Controlling and Patterning Retractable, Micron-Scale, Membrane-Breaking Protein Needles

R bodies are needle-like bacterial protein machines that function as toxin delivery devices. At low pH, R bodies extend from a coiled ribbon to form a hollow tube up to 20um long. Importantly, R bodies are made of just two structural proteins each ~100 amino acids long, rendering the sequence space of this machine small enough to be explored and manipulated. Ultimately, we wish to engineer this operon to produce force-generating structures of varied size, stiffness, and sensitivity to varied inputs. These structures can serve as patterned materials, intracellular delivery devices, and as control elements in cellular programming.

Using R bodies purified from heterologous expression in E. coli, we employed a high-throughput visual screen to produce mutants that require different pH levels to extend. We also generated extendable fluorescent fusions of R bodies, providing a proof of concept that they can be functionalized. In addition, we demonstrated that R bodies can rupture foreign membranes, triggering the release of encapsulated cargo.
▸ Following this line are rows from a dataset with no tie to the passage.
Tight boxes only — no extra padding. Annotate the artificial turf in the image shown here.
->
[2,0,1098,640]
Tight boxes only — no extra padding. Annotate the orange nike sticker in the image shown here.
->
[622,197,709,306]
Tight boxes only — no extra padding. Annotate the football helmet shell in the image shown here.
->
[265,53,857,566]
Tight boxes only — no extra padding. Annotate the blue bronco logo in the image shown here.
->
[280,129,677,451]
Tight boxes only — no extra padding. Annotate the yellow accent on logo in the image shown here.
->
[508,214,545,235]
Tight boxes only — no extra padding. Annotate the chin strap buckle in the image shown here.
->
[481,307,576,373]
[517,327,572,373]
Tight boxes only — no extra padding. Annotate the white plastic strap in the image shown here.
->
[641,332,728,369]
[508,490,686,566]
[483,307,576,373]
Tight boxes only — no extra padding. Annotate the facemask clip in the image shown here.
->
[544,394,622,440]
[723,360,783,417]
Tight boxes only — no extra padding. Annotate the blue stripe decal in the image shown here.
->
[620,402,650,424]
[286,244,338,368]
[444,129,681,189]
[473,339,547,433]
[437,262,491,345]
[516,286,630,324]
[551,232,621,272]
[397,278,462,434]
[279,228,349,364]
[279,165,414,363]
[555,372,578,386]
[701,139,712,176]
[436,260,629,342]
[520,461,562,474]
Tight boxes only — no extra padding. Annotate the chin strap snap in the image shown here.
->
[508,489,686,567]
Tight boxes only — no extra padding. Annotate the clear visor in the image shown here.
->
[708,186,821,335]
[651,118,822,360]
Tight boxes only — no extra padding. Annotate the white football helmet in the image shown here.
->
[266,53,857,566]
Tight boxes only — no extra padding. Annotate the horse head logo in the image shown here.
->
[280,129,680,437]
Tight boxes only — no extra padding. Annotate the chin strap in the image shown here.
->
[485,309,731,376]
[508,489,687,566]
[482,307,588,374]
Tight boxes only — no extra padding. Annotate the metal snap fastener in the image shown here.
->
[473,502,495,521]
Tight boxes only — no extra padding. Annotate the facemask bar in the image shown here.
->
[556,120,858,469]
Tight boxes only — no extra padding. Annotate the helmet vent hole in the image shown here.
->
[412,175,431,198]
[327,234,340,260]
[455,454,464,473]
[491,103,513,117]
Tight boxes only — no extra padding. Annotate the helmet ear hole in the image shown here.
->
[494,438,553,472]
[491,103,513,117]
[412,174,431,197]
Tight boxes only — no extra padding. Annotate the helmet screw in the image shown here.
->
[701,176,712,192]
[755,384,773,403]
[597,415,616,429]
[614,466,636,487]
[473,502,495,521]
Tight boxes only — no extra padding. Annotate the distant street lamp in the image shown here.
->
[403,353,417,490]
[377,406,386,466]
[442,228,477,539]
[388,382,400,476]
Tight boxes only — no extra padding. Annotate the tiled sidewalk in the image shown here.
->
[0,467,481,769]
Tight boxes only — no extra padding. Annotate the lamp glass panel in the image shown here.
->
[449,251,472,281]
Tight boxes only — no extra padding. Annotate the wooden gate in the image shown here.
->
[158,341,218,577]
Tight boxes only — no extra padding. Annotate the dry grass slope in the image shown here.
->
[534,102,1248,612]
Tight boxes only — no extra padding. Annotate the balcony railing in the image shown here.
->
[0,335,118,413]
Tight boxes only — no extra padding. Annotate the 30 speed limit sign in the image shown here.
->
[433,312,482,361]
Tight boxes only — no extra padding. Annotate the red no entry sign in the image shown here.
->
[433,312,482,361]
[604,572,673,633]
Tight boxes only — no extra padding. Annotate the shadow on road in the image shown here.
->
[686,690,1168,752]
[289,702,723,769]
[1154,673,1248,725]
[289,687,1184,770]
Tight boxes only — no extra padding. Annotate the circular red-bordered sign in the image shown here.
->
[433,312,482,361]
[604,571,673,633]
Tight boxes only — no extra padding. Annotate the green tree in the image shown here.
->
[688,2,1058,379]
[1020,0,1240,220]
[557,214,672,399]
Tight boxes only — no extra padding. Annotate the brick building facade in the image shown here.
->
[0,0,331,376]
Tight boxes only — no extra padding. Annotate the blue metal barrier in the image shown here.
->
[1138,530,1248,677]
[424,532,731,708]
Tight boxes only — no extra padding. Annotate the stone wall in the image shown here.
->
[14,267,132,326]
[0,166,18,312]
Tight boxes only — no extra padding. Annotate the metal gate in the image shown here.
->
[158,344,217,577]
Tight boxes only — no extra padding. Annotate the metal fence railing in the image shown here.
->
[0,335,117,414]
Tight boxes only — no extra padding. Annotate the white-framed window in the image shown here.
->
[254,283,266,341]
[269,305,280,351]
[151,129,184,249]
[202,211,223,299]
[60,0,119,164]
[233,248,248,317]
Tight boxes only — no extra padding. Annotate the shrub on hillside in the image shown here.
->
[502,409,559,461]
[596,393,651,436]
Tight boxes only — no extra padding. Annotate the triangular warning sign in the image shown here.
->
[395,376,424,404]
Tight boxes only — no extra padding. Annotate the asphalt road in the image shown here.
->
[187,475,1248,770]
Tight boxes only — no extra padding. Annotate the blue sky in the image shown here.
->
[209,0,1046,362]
In order to design R bodies with specific geometries and surface patterns, we need to understand their assembly at multiple scales. We first identified residues crucial for a covalent assembly step with Tandem Mass Tag Mass Spec (TMT-MS), suggesting that this assembly process relies on isopeptide bond formation. Furthermore, electron microscopy implicates a filamentous non-structural component, RebC, in producing long-range order. Finally, timelapse Structured Illumination Microscopy (SIM) reveals an assembly mechanism that temporally separates one end of the polymer from the other, enabling the generation of multifunctional R bodies with pulse-chase approaches. This would permit their arrangement into complex devices and higher-order polymers capable of expanding and contracting in response to chemical signals.

Further uses of R bodies – to enhance cytoplasmic delivery of molecules from the phagosome, as a remodeling scaffold, as a smart material that can cause reversible hemostasis, and as a micron-scale switch – are also explored.